The popularity of antidepressants in the treatment of insomnia is not supported by a large amount of convincing data, but rather by opinions and beliefs of the prescribing physicians on the advantages of these agents compared with drugs acting on the benzodiazepine receptor or other drugs used for the treatment of insomnia. The existing data do not allow for clear-cut, evidence-based recommendations concerning the use of antidepressants in insomnia. Our conclusions result from a few short-term studies on single agents, clinical experience and inferences from knowledge on the effect of antidepressants in other indications. At present, prescribing antidepressants for short-term treatment of insomnia can be useful if there is some amount of concomitant depressive symptomology or a history of depression, raising the impression that the present insomnia may be a prodromal sign for a new depressive episode. In all other cases, benzodiazepine receptor agonists, especially the nonbenzodiazepines among them (the so-called 'z drugs') should be the drugs of choice. For long-term treatment, antidepressants are among the pharmacological options, in addition to other groups of psychotropics. Off-label use of antidepressants may be considered for chronic insomnia if there is a concomitant depressive symptomalogy (which is not so pronounced that an antidepressant treatment with adequate higher doses would be required) and if there is no specific indication for one of the other groups of psychotropics (e.g. dementia-related nocturnal agitation, in which case an antipsychotic would be preferred, or circadian problems, in which case melatonin or a melatonin agonist would be favoured). If antidepressants are used to treat insomnia, sedating ones should be preferred over activating agents such as serotonin reuptake inhibitors. In general, drugs lacking strong cholinergic activity should be preferred. Drugs blocking serotonin 5-HT2A or 5-HT2C receptors should be preferred over those whose sedative property is caused by histamine receptor blockade only. The dose should be as low as possible (e.g. as an initial dose: doxepin 25 mg, mirtazapine 15 mg, trazodone 50 mg, trimipramine 25 mg). Regarding the lack of substantial data allowing for evidence-based recommendations, we are facing a clear need for well designed, long-term, comparative studies to further define the role of antidepressants versus other agents in the management of insomnia.

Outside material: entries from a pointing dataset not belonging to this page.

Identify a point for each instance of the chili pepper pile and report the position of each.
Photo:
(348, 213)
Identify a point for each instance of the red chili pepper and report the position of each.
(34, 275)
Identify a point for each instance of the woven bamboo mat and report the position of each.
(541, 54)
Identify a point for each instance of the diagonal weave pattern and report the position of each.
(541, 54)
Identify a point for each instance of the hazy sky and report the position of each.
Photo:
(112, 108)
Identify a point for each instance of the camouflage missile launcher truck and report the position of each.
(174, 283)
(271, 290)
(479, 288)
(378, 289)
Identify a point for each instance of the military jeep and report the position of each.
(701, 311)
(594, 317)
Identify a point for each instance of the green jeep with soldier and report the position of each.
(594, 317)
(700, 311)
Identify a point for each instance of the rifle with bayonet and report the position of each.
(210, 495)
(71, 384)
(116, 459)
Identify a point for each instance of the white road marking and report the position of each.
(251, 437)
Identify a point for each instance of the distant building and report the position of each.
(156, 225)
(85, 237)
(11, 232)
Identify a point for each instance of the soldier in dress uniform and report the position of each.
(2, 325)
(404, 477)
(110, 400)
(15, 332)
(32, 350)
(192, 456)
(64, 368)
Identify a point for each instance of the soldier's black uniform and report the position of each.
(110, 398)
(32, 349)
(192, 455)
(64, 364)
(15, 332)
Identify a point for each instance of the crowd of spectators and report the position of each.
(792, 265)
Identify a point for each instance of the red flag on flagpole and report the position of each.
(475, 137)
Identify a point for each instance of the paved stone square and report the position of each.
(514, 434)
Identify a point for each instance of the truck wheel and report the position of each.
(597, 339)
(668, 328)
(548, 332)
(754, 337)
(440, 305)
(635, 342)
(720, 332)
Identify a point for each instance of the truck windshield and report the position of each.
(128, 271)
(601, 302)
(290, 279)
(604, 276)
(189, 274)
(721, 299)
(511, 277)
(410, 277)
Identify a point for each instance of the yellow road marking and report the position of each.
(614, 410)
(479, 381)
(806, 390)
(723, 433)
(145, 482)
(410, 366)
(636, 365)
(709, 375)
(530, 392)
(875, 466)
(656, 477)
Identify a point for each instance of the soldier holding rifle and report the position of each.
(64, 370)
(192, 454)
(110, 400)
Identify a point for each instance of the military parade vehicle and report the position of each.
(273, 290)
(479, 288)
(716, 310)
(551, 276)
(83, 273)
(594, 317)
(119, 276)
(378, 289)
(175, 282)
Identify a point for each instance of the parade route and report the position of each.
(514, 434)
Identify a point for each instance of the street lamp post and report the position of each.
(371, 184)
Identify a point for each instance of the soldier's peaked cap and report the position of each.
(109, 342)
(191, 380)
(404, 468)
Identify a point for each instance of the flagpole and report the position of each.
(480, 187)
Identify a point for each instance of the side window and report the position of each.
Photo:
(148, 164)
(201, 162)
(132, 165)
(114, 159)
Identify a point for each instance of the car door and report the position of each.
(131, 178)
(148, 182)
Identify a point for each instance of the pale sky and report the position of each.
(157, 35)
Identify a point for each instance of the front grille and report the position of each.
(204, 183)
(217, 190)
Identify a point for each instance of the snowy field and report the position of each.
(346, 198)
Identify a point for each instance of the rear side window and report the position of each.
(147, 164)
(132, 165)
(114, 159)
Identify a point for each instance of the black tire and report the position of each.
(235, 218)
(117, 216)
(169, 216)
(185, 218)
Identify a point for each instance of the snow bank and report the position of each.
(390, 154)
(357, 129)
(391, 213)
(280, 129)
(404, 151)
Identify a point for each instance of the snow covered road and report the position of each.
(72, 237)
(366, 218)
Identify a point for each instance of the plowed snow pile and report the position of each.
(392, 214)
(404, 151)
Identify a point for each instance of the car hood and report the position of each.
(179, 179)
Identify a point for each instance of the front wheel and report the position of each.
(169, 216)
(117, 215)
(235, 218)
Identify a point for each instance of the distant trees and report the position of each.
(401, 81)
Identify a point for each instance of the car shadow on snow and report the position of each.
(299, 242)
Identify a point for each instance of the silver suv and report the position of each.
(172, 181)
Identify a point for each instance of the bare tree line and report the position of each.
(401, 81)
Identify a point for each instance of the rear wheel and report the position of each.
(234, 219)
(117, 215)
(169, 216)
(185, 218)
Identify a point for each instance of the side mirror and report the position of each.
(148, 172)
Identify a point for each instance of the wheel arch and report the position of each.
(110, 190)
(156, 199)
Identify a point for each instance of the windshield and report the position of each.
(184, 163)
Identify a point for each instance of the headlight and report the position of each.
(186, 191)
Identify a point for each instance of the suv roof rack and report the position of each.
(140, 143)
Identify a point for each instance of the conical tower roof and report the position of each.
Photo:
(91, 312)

Nefazodone in primary insomnia: an open pilot study.

The present study is the first to investigate the effect of the antidepressant nefazodone on sleep in patients with primary (psychophysiological) insomnia. Following baseline assessment of sleep (polysomnography and subjective sleep parameters), 32 patients received initially 100 mg nefazodone in a single dose at bedtime; according to efficacy and tolerability, the dose could be increased up to 400 mg. Polysomnography and assessment of subjective sleep parameters were repeated after 4 weeks' administration. 12 patients dropped out, 11 of them due to lack of efficiency or intolerable side effects. In 20 patients who completed, the authors observed a lengthened sleep onset latency, decreases in stage 1 and slow wave sleep, and increases in stages 2 and REM under nefazodone. Subjective measures of sleep mirrored a clearer improvement: there was a significant reduction of the PSQI total score and all subscores except sleep latency. We suppose that the dose range chosen was too high for this patient population, thus accounting for the high proportion of dropouts and the partly unfavorable effects on objective sleep parameters. For a definite evaluation of the possible role of nefazodone in the treatment of primary (psychophysiological) insomnia, double-blind, placebo-controlled, randomized studies with lower doses are needed.